Polymer-based dielectrics with high thermal conductivity and superb dielectric properties hold great promising for advanced electronic packaging and thermal management application. However, integrating these properties into a single material remains challenging due to their mutually exclusive physical connotations. Here, an ideal dielectric thermally conductive epoxy composite is successfully prepared by incorporating multiscale hybrid fillers of boron nitride microsphere (BNMS) and silicon dioxide coated silicon carbide nanoparticles (SiC@SiO2). In the resultant composites, the microscale BNMS serve as the principal building blocks to establish the thermally conductive network, while the nanoscale SiC@SiO2 as bridges to optimize the heat transfer and suppress the interfacial phonon scattering.
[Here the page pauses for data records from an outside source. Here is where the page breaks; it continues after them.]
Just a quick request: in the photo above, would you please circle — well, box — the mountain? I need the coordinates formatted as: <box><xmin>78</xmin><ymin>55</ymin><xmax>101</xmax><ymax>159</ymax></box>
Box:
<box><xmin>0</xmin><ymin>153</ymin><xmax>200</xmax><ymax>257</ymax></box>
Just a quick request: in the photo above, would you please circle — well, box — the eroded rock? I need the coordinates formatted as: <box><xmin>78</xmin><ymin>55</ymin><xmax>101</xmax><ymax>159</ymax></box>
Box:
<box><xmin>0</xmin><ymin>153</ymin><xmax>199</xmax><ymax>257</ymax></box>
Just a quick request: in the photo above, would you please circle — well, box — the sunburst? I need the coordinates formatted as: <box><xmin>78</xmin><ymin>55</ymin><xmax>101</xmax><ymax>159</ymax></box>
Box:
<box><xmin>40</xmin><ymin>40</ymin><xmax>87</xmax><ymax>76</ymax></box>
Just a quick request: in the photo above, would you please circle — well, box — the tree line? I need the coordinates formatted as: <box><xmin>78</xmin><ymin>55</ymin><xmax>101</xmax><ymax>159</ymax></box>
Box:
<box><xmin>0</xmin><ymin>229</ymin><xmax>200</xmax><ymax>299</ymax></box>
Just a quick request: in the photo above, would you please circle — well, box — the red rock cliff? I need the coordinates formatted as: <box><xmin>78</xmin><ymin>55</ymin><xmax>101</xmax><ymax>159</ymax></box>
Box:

In addition, the special core–shell nanoarchitecture of SiC@SiO2 can significantly impede the leakage current and generate a great deal of minicapacitors in the composites. Consequently, favorable thermal conductivity (0.76 W/mK) and dielectric constant (∼8.19) are simultaneously achieved in the BNMS/SiC@SiO2/Epoxy composites without compromising the dielectric loss (∼0.022). The strategy described in this study provides important insights into the design of high-performance dielectric composites by capitalizing on the merits of different particles.